Sanço'nun yaşgününde benim hasta olduğumu ve sadece 2 saatliğine oraya uğradığımı öğrenen Mira, 6 tam gün sonra telefonda nasıl olur da annesi bizimle konuşurken "Elif iyileşmiş mi?" diye sorabilir. Kendiliğinden ve başka kimse ona bunu anımsatmadan. Ki nice yetişkinler bile bunu akıl edemezken.

Şaştık kaldık. İnsanlık adına sevindik de tabii.

7 Haziran 2014 Cumartesi

Haziran: Ihlamurlar!

Ihlamurlar, ıhlamurlar... Sokaklarda sarhoş edici ıhlamur kokuları. Kaynayan cezvede hiç de bayılmadığım bu koku tüm sokakları doldurduğunda şikayetçi değilim. Memnunum iyi geliyor. Çevremizde tüm güzel evler bir bir yıkılırken, bahçelerindeki ağaçlar hesapsızca, duyarsızca kesilirken, buna göz yuman varoşluk, lumpenlik tüm kente ve hatta ülkeye hakimken... Tüm güzel ve insani değerler, eski modaymış, gereksizmiş gibi algılatılırken... Sokakları kaplayan ıhlamur ağacı kokuları, yaz yağmurları ile güçlenince bana iyi geliyor. Haziran'da doğduğuma sevinmemek elde değil:)

Yine bir sütlü kahve saatinde yazıyorum bunları. Tekinsiz saatlerde:)

4 Haziran 2014 Çarşamba

Bir sabah sütlü kahve saatinde...

Hani şu gündoğumu sütlü kahvelerim var ya... Dünyanın neresinde olursam olayım içtiğim. Burada esas mesele kahve değil sen hala anlamadın mı? (Gezi'de meselenin sadece ağaç olmamasına gönderme yaparaktan:) Burada mesele; güne başlarken, başkalarıyla paylaşmayacağın, günaydın bile demeden ortadan toz olacağın bir zamanı felekten çalmak. Buna beni dosttan ötem alıştırmıştı ya 13 yıldır her sabah içiyorum hani... Geçen gün bu kahveyi içtiğim yerde, bu kahvenin önemini bir kez daha farkettim. Bu saatte içtiğim bu kahve... Düşüncelerimle, duygularımla beni başbaşa bırakan bu kahve!

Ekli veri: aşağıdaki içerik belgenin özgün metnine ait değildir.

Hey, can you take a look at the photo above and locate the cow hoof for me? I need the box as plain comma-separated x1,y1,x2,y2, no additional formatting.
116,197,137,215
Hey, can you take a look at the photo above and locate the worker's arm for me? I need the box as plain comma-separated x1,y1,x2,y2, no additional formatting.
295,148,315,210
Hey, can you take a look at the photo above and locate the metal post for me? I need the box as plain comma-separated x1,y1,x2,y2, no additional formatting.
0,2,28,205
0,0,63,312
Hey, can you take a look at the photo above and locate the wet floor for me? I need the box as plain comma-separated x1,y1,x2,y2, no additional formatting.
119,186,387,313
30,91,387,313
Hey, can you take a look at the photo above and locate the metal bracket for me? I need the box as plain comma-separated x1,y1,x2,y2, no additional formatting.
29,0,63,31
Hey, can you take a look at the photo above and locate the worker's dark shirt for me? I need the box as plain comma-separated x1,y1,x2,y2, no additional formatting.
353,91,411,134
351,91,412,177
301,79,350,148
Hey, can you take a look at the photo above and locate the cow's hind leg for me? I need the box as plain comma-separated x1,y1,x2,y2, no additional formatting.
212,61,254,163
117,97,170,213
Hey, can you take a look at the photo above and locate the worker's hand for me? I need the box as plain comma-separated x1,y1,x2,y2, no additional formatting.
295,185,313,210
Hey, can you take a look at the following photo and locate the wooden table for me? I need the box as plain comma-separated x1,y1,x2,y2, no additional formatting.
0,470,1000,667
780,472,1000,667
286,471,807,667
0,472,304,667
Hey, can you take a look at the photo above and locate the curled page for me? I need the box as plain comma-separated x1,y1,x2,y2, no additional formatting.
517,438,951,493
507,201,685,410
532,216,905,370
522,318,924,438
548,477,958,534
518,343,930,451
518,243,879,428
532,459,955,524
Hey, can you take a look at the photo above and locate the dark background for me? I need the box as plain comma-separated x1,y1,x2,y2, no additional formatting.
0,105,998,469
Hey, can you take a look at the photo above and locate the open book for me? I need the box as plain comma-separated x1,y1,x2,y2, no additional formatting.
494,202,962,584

Hayatta seni üzen insanlardan, olaylardan uzaklaşman gerektiğini söyler bazen o kahve. Tüm çabalamana rağmen şartlar değişmiyorsa, karşındaki seni yok sayıyorsa, hayatında sana özel bir yer olduğunu hissettiremiyorsa, kendini özgür sayarken aslında prangaları da varsa... O prangalarla sen de zincirlenmek istemiyorsan... Birgün bir sabah kahvesiyle o insandan vazgeçersin. Gözünde bir damla yaş olmasına sebep olacak kadar O'nun için yoksan, sen de işte tam da bu sabah kahvesinde düşünürsün, kendinden daha kıymetli olmadığını kendine telkin eder ve vazgeçersin. O'nu orada, kendi seçimleriyle, pranglarıyla ve gerçekte yalnızlığıyla dostsuz başbaşa bırakırsın. Sonra bu özel zaman dilimi sona erdiğinde sosyalleşmek gerektiğinde yanına gitmeden önce yüzüne bir maske takarsın. Öylece ve son kez orada O'nun yanında yer aldığını bilmenin gizli hüznüyle maskeli halinle yanında yer alırsın. O seni hala yanında sanıyorken, sen O'nu o sütlü kahve saatinde prangalı hayatına bırakmış sırtını dönmeye karar vermiş, tek başına mücadeleden vazgeçmiş ve gitmişsindir aslında.